Personne ne peut, en gardant son sérieux, affirmer que Goldman n’a pas enfreint les lois fédérales lors de sa course folle pour profiter de l’effondrement du marché immobilier. Le rapport du sénat est un réquisitoire accablant de pratiques criminelles qui envahissent non seulement les agissements de Goldman Sachs mais de toutes les grandes banques, des fonds spéculatifs et des institutions financières.

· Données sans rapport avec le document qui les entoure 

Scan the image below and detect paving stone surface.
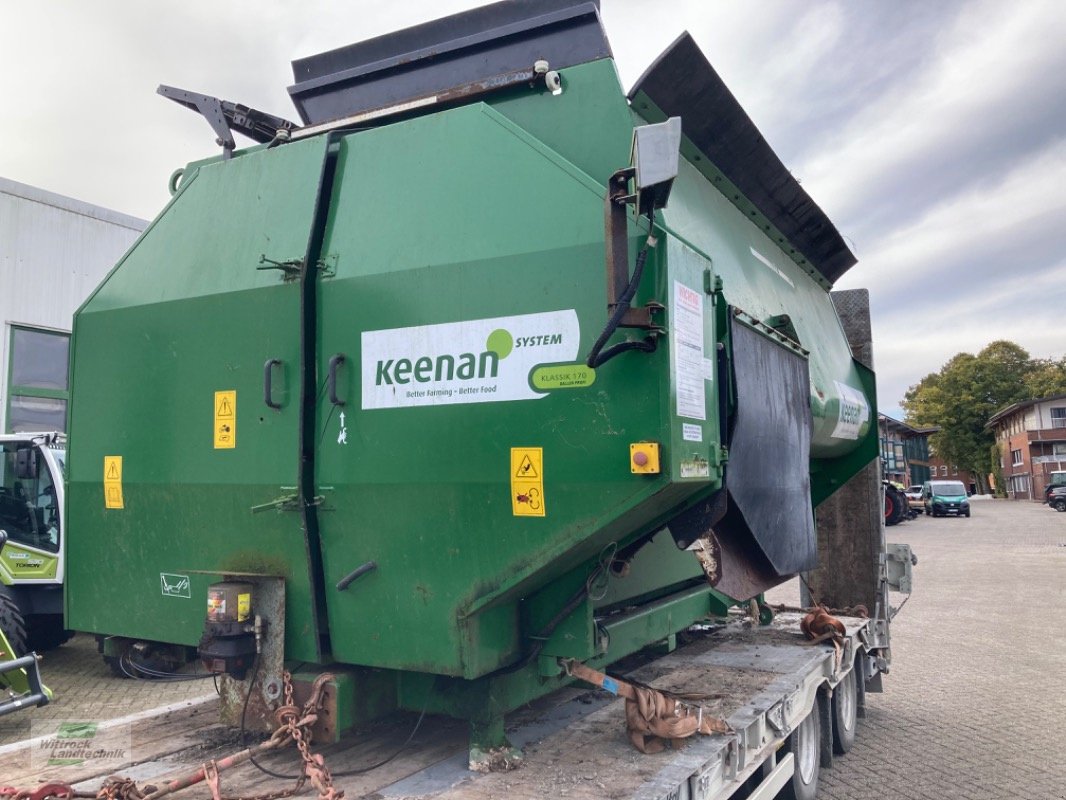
[0,634,214,746]
[0,500,1066,800]
[776,500,1066,800]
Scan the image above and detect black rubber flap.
[629,33,856,284]
[289,0,611,125]
[667,319,818,599]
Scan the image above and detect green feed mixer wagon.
[66,0,876,750]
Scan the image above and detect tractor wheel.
[0,594,30,658]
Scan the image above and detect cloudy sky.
[0,0,1066,415]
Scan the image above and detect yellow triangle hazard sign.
[515,455,540,478]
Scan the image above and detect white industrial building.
[0,178,148,432]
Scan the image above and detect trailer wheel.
[778,703,822,800]
[833,668,859,755]
[0,594,30,658]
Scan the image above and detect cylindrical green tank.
[67,0,876,739]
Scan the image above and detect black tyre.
[0,594,30,657]
[778,703,822,800]
[833,669,859,755]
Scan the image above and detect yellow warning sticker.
[511,447,544,480]
[214,389,237,450]
[103,455,126,509]
[511,447,545,516]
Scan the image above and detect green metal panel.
[66,139,326,660]
[318,106,716,677]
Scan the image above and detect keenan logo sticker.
[361,308,581,409]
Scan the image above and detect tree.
[903,340,1040,492]
[1025,356,1066,397]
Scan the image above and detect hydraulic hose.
[585,220,658,369]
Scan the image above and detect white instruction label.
[833,381,870,439]
[671,281,707,420]
[361,308,581,409]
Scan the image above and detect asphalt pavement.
[776,499,1066,800]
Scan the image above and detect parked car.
[922,481,970,516]
[1048,486,1066,511]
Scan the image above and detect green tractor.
[0,432,191,678]
[0,432,71,655]
[0,530,52,717]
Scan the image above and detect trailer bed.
[4,613,872,800]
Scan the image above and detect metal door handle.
[263,358,281,411]
[329,353,345,405]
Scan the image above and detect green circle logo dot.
[485,327,515,358]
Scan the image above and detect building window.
[7,325,70,433]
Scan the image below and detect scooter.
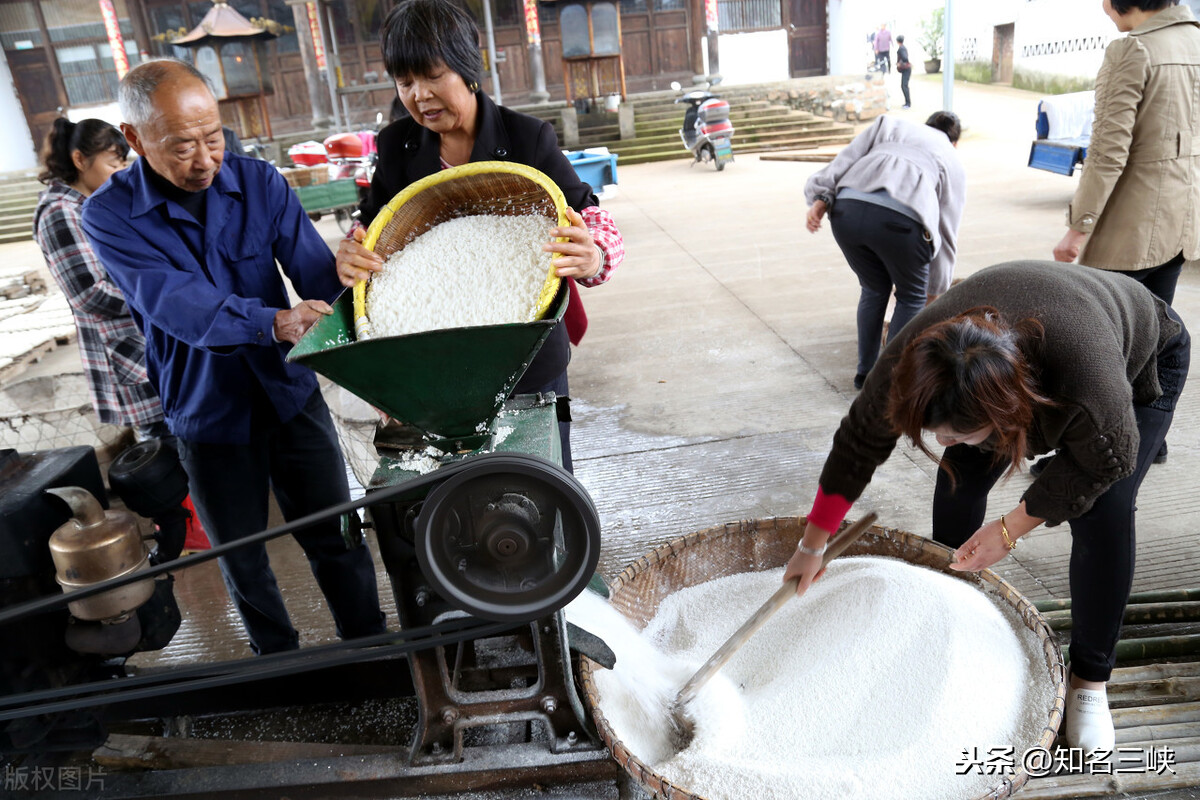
[671,77,733,172]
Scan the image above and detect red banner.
[524,0,541,44]
[305,2,325,70]
[100,0,130,80]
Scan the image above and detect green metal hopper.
[288,282,569,451]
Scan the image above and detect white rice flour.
[568,557,1054,800]
[367,215,552,337]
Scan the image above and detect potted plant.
[918,8,946,72]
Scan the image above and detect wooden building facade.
[0,0,827,142]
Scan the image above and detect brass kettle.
[46,486,154,622]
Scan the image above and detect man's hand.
[275,300,334,344]
[804,200,826,234]
[337,228,383,288]
[1054,228,1087,264]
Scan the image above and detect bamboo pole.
[1039,601,1200,631]
[1112,702,1200,728]
[1108,678,1200,708]
[1109,661,1200,686]
[1117,633,1200,661]
[1117,721,1200,748]
[1033,587,1200,614]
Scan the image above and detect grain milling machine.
[0,167,616,798]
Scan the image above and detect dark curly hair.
[37,116,130,184]
[888,306,1054,477]
[379,0,484,91]
[1109,0,1180,14]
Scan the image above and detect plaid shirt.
[34,181,162,427]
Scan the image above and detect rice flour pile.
[595,557,1054,800]
[367,215,552,337]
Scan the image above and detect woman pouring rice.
[337,0,624,470]
[785,261,1190,752]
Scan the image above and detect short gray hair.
[116,59,216,127]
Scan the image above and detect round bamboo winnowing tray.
[580,517,1067,800]
[354,161,569,339]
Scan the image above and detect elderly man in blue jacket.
[83,60,385,654]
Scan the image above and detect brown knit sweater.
[821,261,1180,524]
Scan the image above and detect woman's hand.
[337,228,383,288]
[541,209,604,278]
[950,500,1045,572]
[804,200,826,234]
[1054,228,1087,264]
[784,522,829,595]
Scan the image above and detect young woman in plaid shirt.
[34,118,168,441]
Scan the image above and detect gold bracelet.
[1000,515,1016,551]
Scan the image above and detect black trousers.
[1123,253,1183,306]
[829,199,934,375]
[932,312,1190,681]
[179,391,386,655]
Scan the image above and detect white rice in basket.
[585,557,1054,800]
[366,215,553,337]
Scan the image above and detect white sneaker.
[1063,687,1117,753]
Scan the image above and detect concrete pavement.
[0,76,1200,648]
[570,76,1200,600]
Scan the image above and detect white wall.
[706,30,788,84]
[1013,0,1122,78]
[0,49,37,173]
[67,102,122,127]
[828,0,945,76]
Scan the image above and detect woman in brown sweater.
[785,261,1190,751]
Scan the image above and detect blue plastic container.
[566,150,617,190]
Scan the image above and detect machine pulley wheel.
[414,453,600,622]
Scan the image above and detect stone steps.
[0,173,46,243]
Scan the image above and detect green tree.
[918,8,946,59]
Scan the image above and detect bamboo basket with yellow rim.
[354,161,569,339]
[580,517,1067,800]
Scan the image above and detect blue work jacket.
[83,152,342,444]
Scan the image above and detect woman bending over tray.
[337,0,625,470]
[785,261,1190,751]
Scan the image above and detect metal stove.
[0,280,617,798]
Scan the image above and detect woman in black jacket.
[785,261,1190,751]
[337,0,625,470]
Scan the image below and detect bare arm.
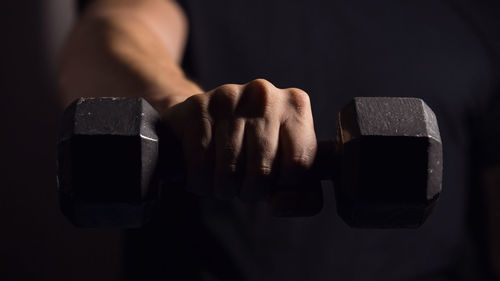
[59,0,321,211]
[59,0,202,111]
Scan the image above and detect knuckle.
[288,88,311,113]
[186,94,208,113]
[290,153,314,171]
[213,84,239,108]
[257,163,273,176]
[247,78,274,90]
[244,79,277,113]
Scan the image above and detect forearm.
[59,0,201,111]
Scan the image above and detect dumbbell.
[58,97,442,228]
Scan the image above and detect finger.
[269,89,323,216]
[240,118,279,201]
[279,89,317,186]
[214,118,245,199]
[171,94,213,196]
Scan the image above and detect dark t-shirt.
[78,0,497,281]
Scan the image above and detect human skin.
[59,0,321,212]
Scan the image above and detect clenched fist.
[162,79,321,215]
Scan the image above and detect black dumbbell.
[58,97,442,228]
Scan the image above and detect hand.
[163,79,320,212]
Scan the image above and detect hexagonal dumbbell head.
[58,98,159,227]
[335,98,443,228]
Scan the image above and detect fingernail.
[214,175,241,200]
[240,178,271,201]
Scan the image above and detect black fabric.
[113,0,498,281]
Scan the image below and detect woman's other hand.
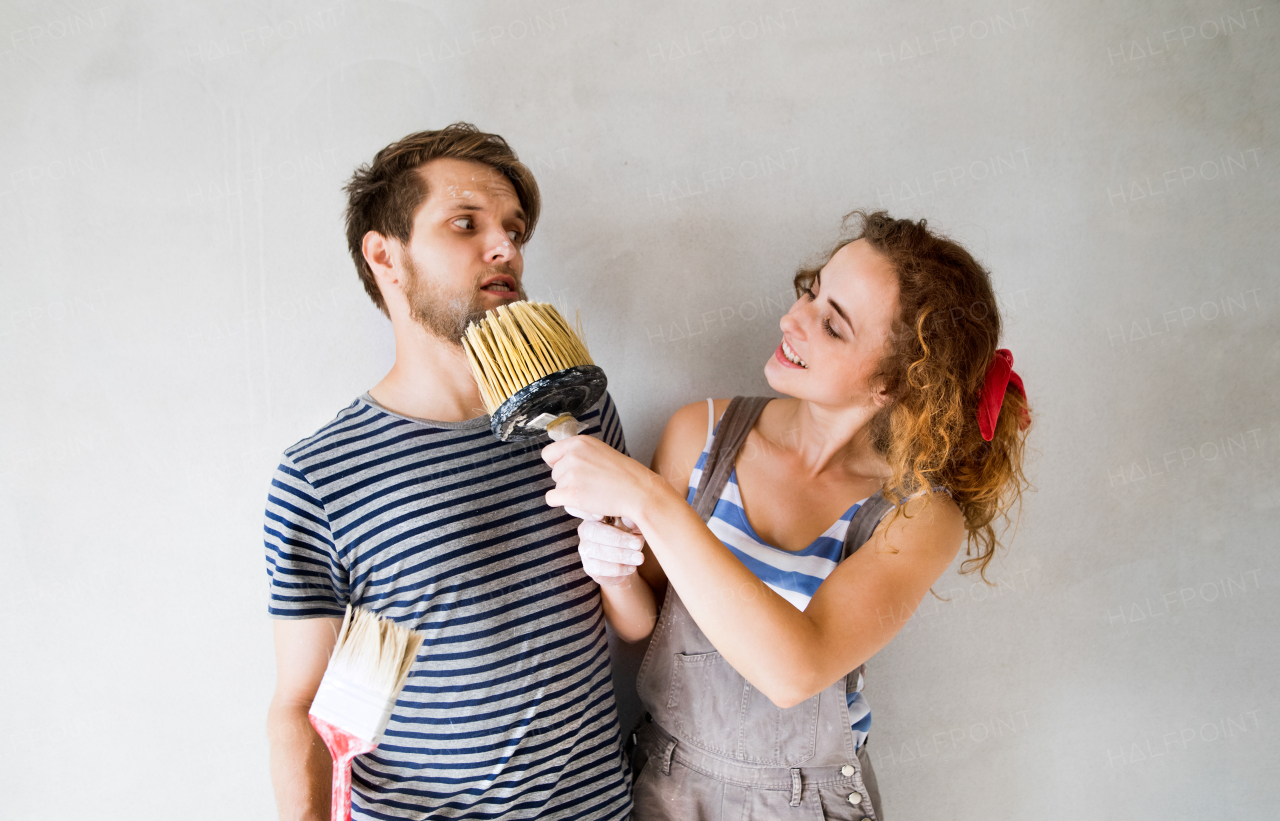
[564,507,644,587]
[543,435,672,521]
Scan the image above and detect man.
[265,123,631,821]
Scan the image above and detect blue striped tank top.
[687,398,872,748]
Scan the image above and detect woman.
[543,211,1029,821]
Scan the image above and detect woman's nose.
[778,300,804,338]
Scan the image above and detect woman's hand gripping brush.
[543,437,660,642]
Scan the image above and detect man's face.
[402,159,525,342]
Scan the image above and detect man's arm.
[266,617,342,821]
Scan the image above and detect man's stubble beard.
[404,254,526,345]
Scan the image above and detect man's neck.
[369,325,485,421]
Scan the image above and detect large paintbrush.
[307,605,422,821]
[462,302,608,442]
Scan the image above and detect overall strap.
[840,491,893,561]
[691,396,768,526]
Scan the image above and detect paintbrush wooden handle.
[307,716,378,821]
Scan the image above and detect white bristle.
[310,605,422,743]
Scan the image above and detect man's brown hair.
[343,123,541,314]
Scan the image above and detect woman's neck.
[758,398,892,479]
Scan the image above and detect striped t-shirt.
[265,393,631,821]
[687,400,872,748]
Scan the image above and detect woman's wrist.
[627,473,685,534]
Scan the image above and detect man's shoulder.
[282,397,384,469]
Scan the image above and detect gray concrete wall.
[0,0,1280,821]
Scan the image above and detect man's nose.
[484,232,518,265]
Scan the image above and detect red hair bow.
[978,348,1030,442]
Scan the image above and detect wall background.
[0,0,1280,821]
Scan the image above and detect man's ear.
[360,231,401,287]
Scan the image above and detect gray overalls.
[631,397,892,821]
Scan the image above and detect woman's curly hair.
[795,211,1030,581]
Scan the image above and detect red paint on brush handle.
[307,715,378,821]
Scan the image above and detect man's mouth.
[480,274,520,296]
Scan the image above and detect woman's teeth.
[782,339,809,368]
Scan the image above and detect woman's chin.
[764,356,795,396]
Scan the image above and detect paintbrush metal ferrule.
[310,670,398,744]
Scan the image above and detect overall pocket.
[667,653,822,767]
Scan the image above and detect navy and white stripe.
[687,400,872,747]
[265,393,631,820]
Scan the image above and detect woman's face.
[764,240,897,407]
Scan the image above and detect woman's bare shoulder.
[653,400,731,488]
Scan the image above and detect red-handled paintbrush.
[307,605,422,821]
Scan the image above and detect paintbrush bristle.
[329,606,422,698]
[462,302,595,414]
[308,605,424,744]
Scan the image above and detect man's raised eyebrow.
[445,200,529,223]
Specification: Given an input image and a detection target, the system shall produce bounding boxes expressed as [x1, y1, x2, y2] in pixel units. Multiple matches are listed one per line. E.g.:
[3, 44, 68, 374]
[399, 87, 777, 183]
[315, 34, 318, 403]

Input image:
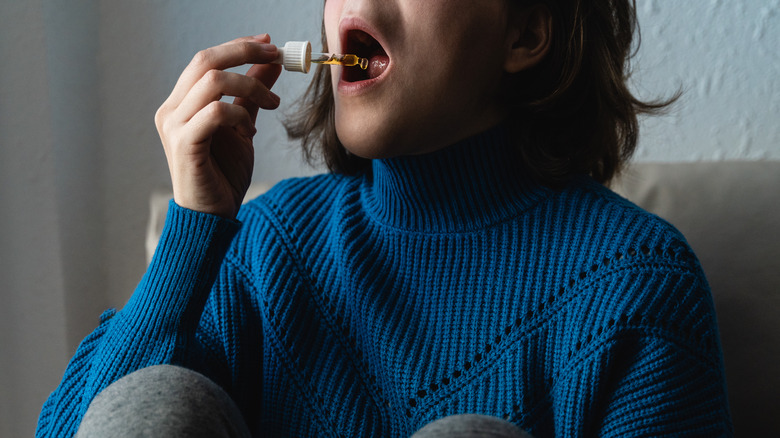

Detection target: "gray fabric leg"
[412, 414, 533, 438]
[76, 365, 251, 438]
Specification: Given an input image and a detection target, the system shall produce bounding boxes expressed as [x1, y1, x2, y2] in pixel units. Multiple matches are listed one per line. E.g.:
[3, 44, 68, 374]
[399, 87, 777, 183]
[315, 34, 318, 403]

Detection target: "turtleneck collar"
[361, 126, 548, 232]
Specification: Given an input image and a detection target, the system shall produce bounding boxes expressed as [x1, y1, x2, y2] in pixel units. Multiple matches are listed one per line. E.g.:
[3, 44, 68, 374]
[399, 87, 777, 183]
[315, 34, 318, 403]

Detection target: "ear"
[504, 3, 552, 73]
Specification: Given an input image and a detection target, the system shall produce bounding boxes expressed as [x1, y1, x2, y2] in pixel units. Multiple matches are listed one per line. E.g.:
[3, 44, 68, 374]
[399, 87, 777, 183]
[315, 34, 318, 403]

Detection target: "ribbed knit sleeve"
[36, 201, 240, 437]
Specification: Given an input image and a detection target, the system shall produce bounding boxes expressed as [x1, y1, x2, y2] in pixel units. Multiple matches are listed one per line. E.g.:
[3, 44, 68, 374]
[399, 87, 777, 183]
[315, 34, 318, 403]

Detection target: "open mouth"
[342, 29, 390, 82]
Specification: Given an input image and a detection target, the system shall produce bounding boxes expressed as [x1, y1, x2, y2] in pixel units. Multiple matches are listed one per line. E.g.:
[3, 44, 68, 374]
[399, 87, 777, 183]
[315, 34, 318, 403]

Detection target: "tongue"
[368, 54, 390, 79]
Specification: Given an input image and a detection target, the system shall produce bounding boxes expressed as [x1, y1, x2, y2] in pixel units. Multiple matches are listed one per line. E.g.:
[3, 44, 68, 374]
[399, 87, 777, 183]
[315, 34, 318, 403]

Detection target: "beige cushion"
[613, 161, 780, 436]
[146, 161, 780, 436]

Le rôle du gouvernement dans la protection de la mafia financière – pas un seul grand banquier américain n’a été poursuivi depuis le krach de 2008 – remet en cause toutes les affirmations selon lesquelles le système financier peut être réformé. La mainmise de l’aristocratie financière sur la société ne peut être brisée que par une mobilisation révolutionnaire indépendante de la classe ouvrière sur la base d’un programme socialiste. Au cœur de ce programme se trouve l’expropriation des principales banques et leur transformation en service public placé sous le contrôle démocratique des travailleurs.
A voir aussi:
US drops investigations of Goldman Sachs (en anglais)
[11 août 2012]
Senate report on Wall Street crash: The criminalization of the American ruling class (en anglais)
[18 avril 2011]
(Article original paru le 15 août 2012)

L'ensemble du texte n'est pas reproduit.